The Sanger Institute team first created an artificial version of the sperm protein, called Izumo1 after a Japanese marriage shrine. This was used to search for partners on the surface of the egg. A single protein, Juno, was identified as Izumo1’s “other half”.

Juno’s importance to fertility was revealed by female laboratory mice engineered to produce eggs lacking the molecule. All the animals were infertile. Male mice missing Izumo1 were also unable to conceive.

The research, reported in the journal Nature, also suggests Juno may stop additional sperm fusing with a fertilised egg.

“The Izumo-Juno pairing is the first known essential interaction for sperm-egg recognition in any organism,” said 
co-author Dr Enrica Bianchi. “The 
binding of the two proteins is very weak, which probably explains why this has remained a mystery until now.”

After the initial binding of sperm and egg, Juno bows out, becoming virtually undetectable after 40 minutes, it was found.

This may help explain why as soon as an egg is fertilised by one sperm cell, it puts up a barrier against others.

Fertilisation involving more than one sperm would lead to the formation of abnormal and doomed embryos.

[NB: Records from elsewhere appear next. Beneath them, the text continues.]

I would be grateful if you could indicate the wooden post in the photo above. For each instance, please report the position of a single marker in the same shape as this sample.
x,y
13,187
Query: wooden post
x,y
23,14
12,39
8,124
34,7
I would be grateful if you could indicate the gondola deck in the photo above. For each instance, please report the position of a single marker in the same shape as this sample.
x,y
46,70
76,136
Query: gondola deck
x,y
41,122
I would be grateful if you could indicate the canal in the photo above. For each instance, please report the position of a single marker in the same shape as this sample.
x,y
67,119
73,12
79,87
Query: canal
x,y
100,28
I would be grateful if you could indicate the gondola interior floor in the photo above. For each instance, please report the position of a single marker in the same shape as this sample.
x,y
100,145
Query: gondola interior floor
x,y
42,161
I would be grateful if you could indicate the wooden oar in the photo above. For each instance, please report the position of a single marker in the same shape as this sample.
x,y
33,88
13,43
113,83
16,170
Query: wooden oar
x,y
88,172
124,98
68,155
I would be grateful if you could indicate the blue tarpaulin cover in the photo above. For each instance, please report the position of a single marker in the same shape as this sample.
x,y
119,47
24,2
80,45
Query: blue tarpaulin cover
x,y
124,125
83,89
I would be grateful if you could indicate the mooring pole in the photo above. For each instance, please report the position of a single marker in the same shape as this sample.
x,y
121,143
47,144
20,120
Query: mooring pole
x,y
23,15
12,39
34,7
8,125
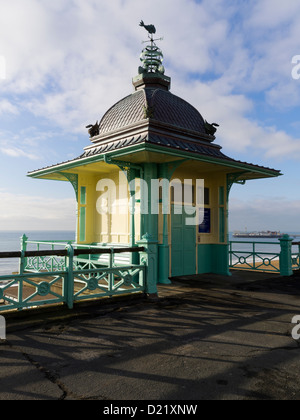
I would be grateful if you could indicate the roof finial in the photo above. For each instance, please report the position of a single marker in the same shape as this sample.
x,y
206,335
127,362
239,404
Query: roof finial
x,y
152,56
150,28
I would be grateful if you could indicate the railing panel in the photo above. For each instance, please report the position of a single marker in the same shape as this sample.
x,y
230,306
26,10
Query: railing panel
x,y
255,258
69,275
31,290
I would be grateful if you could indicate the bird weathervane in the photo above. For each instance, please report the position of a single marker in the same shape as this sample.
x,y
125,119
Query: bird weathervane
x,y
152,56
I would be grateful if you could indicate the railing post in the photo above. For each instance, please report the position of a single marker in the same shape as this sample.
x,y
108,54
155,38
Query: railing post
x,y
150,258
69,278
22,263
286,268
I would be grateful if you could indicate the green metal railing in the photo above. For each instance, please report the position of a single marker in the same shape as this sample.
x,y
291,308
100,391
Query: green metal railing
x,y
56,277
259,256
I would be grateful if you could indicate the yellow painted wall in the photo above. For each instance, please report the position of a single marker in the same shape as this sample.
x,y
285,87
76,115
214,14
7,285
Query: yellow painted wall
x,y
107,208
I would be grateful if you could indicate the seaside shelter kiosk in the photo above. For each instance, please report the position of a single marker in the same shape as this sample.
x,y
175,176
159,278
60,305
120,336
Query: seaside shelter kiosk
x,y
153,175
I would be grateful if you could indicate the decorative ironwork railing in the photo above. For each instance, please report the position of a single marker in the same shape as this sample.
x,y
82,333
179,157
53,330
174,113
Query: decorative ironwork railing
x,y
281,257
296,256
57,277
254,257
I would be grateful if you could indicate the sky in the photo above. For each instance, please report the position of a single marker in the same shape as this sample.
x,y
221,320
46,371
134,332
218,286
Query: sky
x,y
64,63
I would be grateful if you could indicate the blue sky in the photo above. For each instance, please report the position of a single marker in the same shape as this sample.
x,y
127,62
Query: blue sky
x,y
68,61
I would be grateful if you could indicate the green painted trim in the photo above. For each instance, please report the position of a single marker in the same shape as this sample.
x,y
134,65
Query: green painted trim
x,y
221,224
83,196
149,147
82,224
213,258
229,164
221,196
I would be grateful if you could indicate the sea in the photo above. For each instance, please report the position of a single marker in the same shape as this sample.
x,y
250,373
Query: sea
x,y
11,240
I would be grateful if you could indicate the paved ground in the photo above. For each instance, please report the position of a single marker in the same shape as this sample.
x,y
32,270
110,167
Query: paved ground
x,y
208,337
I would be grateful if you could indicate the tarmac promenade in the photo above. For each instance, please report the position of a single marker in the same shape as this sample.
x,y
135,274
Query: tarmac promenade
x,y
207,337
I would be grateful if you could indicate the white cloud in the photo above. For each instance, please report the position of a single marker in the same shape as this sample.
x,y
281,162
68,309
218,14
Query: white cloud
x,y
72,60
17,152
278,213
19,211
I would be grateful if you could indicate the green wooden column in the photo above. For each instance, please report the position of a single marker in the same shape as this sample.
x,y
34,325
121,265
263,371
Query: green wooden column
x,y
149,258
163,248
286,256
149,227
149,219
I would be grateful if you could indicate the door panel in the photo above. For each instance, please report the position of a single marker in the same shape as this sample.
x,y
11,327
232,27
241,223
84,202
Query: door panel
x,y
183,255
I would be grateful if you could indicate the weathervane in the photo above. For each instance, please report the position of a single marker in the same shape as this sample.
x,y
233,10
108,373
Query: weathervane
x,y
152,56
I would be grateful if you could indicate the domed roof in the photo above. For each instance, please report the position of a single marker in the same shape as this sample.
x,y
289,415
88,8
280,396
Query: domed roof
x,y
154,103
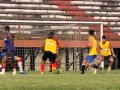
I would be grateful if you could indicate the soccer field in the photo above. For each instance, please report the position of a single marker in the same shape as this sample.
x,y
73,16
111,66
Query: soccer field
x,y
65,81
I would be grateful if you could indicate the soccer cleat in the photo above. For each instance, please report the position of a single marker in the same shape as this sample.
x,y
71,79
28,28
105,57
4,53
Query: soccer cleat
x,y
14,71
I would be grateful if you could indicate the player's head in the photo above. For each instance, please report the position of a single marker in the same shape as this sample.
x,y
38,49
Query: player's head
x,y
103,38
7,29
91,32
51,35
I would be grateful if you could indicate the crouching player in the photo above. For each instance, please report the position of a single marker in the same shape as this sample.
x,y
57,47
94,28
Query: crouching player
x,y
50,50
92,44
106,53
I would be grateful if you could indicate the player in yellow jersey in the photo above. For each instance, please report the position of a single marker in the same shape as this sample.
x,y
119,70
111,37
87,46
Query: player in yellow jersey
x,y
50,51
92,44
106,53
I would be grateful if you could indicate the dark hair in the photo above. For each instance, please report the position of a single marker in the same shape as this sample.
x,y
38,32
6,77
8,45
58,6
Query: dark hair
x,y
91,32
51,34
104,37
7,28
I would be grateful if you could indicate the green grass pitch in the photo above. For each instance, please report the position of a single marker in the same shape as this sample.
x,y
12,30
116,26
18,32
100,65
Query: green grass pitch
x,y
66,81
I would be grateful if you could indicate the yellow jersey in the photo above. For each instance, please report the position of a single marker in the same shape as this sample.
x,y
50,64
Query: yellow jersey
x,y
50,45
93,49
105,48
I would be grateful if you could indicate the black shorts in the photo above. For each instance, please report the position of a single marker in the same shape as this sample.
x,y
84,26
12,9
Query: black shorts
x,y
107,57
49,55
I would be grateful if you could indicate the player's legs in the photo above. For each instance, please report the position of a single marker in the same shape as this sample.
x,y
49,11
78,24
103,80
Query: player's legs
x,y
87,62
4,60
44,58
52,58
111,59
11,63
98,62
19,62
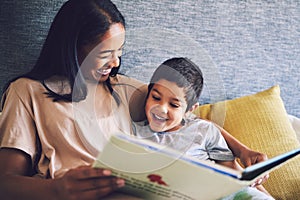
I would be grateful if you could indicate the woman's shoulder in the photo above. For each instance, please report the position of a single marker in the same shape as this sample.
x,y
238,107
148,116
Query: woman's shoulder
x,y
24,84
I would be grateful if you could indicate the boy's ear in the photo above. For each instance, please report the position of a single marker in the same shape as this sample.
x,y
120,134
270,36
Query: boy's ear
x,y
194,107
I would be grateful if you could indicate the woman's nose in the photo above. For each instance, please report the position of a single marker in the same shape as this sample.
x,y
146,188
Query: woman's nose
x,y
163,108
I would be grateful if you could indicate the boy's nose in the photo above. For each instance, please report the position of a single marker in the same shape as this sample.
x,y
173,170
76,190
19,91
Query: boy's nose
x,y
115,61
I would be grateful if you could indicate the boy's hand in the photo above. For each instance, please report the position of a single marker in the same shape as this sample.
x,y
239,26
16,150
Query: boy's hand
x,y
249,157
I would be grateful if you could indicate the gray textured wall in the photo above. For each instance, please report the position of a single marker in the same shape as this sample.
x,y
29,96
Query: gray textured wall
x,y
242,46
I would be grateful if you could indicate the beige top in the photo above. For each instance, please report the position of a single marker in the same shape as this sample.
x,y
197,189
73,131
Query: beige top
x,y
70,134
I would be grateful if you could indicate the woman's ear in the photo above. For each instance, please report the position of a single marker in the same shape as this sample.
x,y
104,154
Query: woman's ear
x,y
196,105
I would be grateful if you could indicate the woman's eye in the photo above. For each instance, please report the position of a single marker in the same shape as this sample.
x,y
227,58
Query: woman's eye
x,y
104,55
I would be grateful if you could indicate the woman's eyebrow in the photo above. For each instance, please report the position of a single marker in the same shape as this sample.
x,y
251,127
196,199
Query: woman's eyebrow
x,y
109,51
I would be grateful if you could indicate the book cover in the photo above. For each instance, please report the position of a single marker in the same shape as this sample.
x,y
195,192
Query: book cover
x,y
152,171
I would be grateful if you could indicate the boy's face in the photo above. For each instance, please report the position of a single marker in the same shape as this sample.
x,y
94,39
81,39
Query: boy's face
x,y
165,106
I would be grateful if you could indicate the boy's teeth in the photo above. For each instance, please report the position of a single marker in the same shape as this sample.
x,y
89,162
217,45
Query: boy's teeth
x,y
158,117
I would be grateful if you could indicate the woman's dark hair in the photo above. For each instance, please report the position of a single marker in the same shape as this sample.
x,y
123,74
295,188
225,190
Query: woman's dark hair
x,y
184,73
77,23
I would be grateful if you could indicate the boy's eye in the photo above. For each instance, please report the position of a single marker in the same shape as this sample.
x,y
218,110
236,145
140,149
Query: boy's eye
x,y
156,97
174,105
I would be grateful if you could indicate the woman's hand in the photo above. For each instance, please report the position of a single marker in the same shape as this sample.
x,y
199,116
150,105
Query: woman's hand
x,y
87,183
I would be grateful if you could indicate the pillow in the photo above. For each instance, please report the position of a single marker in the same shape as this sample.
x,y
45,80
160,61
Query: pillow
x,y
261,122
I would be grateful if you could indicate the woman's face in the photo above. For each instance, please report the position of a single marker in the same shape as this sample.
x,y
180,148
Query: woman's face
x,y
165,106
96,62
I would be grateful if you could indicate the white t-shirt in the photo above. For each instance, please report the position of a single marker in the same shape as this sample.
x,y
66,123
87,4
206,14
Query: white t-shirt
x,y
197,138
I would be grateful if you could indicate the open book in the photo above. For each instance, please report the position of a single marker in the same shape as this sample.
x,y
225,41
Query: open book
x,y
152,171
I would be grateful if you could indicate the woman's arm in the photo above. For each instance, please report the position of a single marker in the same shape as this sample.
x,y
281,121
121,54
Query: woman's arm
x,y
79,183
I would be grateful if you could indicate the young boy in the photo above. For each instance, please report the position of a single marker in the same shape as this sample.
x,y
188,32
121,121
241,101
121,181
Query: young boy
x,y
173,93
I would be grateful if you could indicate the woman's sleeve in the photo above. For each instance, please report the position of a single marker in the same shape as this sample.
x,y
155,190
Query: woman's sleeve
x,y
17,127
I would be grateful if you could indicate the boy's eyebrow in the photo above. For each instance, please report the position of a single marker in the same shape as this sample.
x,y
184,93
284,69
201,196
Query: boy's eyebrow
x,y
173,99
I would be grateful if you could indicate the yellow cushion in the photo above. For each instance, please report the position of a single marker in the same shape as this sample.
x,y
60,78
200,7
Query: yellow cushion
x,y
260,121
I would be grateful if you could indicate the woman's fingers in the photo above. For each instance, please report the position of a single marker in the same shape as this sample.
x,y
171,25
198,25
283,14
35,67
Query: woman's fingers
x,y
88,183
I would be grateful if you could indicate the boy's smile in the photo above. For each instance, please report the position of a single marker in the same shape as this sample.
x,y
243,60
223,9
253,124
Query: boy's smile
x,y
165,106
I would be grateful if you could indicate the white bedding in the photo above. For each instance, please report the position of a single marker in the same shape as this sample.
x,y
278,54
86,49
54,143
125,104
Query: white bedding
x,y
296,125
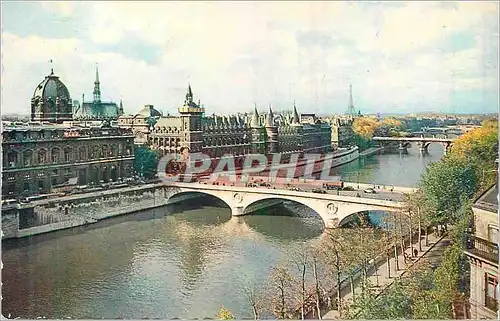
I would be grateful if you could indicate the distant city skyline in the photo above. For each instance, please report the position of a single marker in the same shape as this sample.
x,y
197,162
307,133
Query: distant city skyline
x,y
408,57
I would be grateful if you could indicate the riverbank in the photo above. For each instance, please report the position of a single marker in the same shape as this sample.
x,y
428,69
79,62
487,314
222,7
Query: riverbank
x,y
50,215
370,151
380,278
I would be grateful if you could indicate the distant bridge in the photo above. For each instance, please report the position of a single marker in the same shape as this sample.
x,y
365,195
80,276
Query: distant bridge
x,y
423,142
335,210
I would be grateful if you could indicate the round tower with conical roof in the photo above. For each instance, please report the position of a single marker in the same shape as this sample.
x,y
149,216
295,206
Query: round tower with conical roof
x,y
257,134
272,133
191,114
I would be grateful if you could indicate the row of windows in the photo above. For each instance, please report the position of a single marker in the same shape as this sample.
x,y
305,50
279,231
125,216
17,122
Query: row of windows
x,y
66,155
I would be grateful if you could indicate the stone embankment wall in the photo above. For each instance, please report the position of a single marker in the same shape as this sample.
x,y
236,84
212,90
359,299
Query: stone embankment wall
x,y
66,212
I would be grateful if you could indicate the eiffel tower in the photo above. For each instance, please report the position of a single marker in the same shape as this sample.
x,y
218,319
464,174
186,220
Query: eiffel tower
x,y
350,109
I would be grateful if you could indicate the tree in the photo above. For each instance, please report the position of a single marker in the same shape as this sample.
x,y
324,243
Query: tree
x,y
446,183
314,261
253,297
334,248
224,314
281,282
146,161
365,127
300,258
480,148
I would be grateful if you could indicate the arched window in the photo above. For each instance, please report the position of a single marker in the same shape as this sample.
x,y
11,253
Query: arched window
x,y
42,156
55,154
105,151
28,157
67,154
82,153
12,158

The scientists are now screening infertile women to see whether Juno defects underlie their condition. If they do, a simple genetic screening test could help doctors provide the most appropriate treatment quickly.

Fertility expert Dr Allan Pacey, senior lecturer in reproduction and developmental medicine at the University of Sheffield, said: “The identification of the Juno protein opens up many exciting prospects.”